I am evaluating an expression of the form:

$$\lim_{a\to 0^+}\,\,\lim_{b\to 0^+}\,\,\sum_{n=1}^\infty\int_{-\infty}^{+\infty}f_n(x;a,b)\,dx.$$

Suppose I can find dominating functions $F_n(x)$ such that

$$\forall n\in\mathbb{N},x\in\mathbb{R},a,b\in[0,1]:|F_n(x)|\geqslant|f_n(x)|$$

and $\sum_n\int |F_n(x)|dx<\infty$.

I believe (correct me if I’m wrong) that the dominated converge theorem justifies writing

$$\lim_{a\to 0^+}\,\,\lim_{b\to 0^+}\,\,\sum_{n=1}^\infty\int_{-\infty}^{+\infty}f_n(x;a,b)\,dx = \sum_{n=1}^\infty\int_{-\infty}^{+\infty}\,\,\lim_{a\to 0^+}\,\,\lim_{b\to 0^+}\,\,f_n(x;a,b)\,dx,$$

and that Fubini’s theorem would also justify reversing the order of the sum and integral (again, please correct if wrong).

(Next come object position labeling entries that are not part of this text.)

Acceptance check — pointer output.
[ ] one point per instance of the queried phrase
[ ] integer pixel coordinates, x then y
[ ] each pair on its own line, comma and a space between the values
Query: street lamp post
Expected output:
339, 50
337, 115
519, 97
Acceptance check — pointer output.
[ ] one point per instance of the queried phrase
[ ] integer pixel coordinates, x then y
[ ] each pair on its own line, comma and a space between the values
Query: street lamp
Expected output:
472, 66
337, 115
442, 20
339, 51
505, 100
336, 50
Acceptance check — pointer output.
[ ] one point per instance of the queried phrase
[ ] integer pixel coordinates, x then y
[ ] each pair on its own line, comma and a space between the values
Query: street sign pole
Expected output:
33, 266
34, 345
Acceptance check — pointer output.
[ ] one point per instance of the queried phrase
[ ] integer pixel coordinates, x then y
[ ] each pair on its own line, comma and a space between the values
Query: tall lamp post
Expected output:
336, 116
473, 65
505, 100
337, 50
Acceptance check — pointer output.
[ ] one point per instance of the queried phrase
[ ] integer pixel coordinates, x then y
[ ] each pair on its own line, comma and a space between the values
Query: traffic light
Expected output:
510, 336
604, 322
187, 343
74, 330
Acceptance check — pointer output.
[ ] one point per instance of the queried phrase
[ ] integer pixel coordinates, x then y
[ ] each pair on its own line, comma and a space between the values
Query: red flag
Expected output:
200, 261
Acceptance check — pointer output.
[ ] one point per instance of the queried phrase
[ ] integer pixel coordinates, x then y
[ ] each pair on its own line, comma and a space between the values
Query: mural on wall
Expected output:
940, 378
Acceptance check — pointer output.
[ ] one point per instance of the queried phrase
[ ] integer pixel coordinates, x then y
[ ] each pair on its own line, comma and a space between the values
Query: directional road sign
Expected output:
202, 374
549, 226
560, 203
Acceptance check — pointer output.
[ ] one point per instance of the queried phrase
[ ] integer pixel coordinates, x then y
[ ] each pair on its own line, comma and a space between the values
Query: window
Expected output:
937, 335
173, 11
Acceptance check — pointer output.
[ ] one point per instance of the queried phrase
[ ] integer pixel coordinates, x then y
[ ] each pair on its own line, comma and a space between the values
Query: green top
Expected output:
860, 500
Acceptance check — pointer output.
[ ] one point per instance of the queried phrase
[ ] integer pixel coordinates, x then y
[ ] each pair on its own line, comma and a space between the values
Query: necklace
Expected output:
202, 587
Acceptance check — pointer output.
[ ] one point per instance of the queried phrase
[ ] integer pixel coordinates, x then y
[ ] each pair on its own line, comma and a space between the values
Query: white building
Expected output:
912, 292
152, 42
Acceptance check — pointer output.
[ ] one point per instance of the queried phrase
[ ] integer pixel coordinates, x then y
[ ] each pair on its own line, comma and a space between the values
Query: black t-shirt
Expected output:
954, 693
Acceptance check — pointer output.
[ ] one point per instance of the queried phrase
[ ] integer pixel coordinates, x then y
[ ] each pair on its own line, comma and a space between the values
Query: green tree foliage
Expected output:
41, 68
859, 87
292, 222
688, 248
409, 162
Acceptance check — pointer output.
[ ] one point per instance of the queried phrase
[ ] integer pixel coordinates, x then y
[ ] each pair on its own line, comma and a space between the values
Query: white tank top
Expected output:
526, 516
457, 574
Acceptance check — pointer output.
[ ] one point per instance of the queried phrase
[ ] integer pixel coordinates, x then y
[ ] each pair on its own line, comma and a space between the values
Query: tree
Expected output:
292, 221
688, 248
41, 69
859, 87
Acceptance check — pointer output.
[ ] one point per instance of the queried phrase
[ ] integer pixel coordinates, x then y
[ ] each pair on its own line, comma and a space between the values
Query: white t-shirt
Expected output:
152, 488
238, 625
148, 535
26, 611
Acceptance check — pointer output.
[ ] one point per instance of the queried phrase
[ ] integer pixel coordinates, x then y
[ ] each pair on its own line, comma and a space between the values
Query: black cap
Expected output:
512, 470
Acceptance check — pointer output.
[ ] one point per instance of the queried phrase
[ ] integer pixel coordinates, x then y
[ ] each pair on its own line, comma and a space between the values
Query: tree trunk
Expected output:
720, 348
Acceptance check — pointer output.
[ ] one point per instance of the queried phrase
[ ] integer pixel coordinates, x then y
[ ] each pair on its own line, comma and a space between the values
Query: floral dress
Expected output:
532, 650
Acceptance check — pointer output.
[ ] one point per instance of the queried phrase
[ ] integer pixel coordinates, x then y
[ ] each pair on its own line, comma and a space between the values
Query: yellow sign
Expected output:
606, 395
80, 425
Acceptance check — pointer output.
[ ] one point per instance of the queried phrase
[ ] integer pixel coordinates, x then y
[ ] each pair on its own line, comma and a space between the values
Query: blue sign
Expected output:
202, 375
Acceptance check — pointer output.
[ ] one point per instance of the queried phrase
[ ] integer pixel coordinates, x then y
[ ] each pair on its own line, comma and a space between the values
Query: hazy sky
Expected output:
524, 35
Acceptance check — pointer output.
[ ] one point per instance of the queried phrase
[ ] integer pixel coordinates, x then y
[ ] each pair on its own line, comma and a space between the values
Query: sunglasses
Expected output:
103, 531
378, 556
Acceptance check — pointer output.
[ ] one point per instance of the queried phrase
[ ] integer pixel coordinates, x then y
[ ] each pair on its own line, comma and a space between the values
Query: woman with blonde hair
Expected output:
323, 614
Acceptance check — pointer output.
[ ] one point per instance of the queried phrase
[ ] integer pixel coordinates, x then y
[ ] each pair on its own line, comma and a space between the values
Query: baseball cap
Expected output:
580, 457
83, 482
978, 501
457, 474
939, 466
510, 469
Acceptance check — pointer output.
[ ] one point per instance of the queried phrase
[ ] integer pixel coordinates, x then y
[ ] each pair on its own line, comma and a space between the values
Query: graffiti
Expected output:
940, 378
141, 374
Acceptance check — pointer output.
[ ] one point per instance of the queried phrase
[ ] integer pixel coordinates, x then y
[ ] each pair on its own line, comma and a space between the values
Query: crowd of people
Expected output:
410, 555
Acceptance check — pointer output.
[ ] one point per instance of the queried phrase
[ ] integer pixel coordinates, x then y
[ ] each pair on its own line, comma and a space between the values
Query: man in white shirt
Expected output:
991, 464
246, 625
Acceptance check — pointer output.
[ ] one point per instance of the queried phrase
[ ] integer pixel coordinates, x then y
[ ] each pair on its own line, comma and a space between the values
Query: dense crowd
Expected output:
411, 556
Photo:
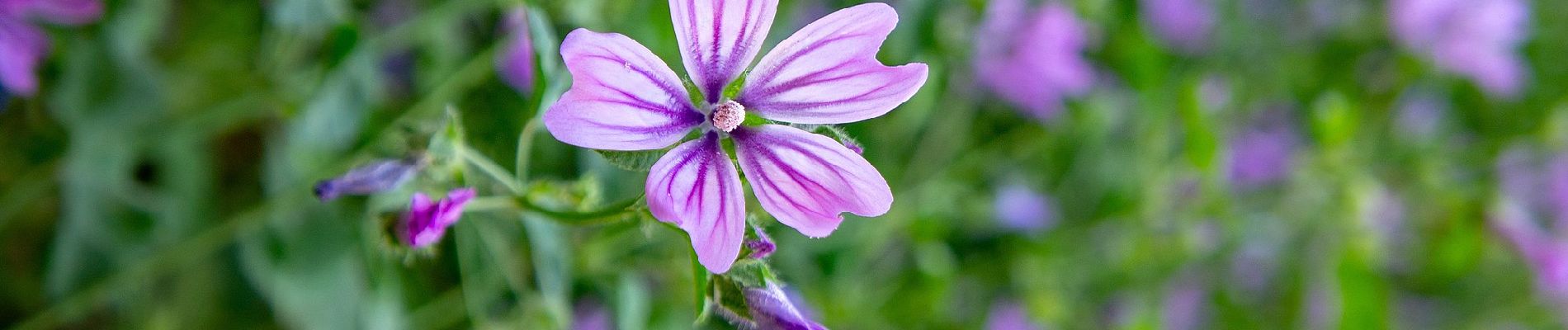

What I’m curious about (and would greatly simplify my calculation) is, are we justified in reversing the order of the two limits as well? I.e., can we write

$$\lim_{a\to 0^+}\,\,\lim_{b\to 0^+}\,\,\sum_{n=1}^\infty\int_{-\infty}^{+\infty}f_n(x;a,b)\,dx = \sum_{n=1}^\infty\int_{-\infty}^{+\infty}\,\,\lim_{b\to 0^+}\,\,\lim_{a\to 0^+}\,\,f_n(x;a,b)\,dx \,\,?$$

I have seen uniform convergence used as a criterion for reversing the order of limits, and I have also seen cases where dominated convergence appears as a “stronger” condition than uniform convergence, so it seems plausible that my above statement would be valid, but I’m not positive.

Answer 1

I presume you mean $|F_n(x)| \ge f_n(x;a,b)$ for all $a$ and $b$. Then if you know that $\lim_{a \to 0+} \lim_{b \to 0+} f_n(x;a,b)$ exists for all $n$ and almost every $x$, you can write $$ \lim_{a \to 0+} \lim_{b \to 0+} \sum \int f_n(x;a,b) \; dx = \sum \int \lim_{a \to 0+} \lim_{b \to 0+} f_n(x;a,b)\; dx$$ and similarly if $\lim_{b \to 0+} \lim_{a \to 0+} f_n(x;a,b)$ exists for all $n$ and almost every $x$, $$ \lim_{b \to 0+} \lim_{a \to 0+} \sum \int f_n(x;a,b) \; dx = \sum \int \lim_{b \to 0+} \lim_{a \to 0+} f_n(x;a,b)\; dx$$ But you certainly can't conclude $\lim_{b \to 0+} \lim_{a \to 0+}$ and $\lim_{a \to 0+} \lim_{b \to 0+}$ for the sum of integrals (or integral of sums) are equal unless you already have $$ \lim_{a \to 0+} \lim_{b \to 0+} f_n(x;a,b) =\lim_{b \to 0+} \lim_{a \to 0+} f_n(x;a,b) $$ for all $n$ and almost every $x$.

Answer 2

Here is an example: let $$f_n(x;a,b) = \frac{a^2}{a^2 + b^2} \cdot \frac{1}{n^2} \cdot \frac 1{1+x^2}.$$ Clearly $$|f_n(x;a,b)| \le \frac{1}{n^2} \cdot \frac 1{1+x^2}$$ and $$\sum_{n=1}^\infty \int_{-\infty}^\infty \frac{1}{n^2} \cdot \frac 1{1+x^2} \, dx = \frac{\pi^3}{6}.$$ However $$\sum_{n=1}^\infty f_n(x;a,b) \, dx = \frac{a^2}{a^2 + b^2} \cdot \frac{\pi^3}{6}.$$ This has limit $0$ if you let $a \to 0^+$ first; and limit $\frac{\pi^3}{6}$ if you let $b \to 0^+$ first.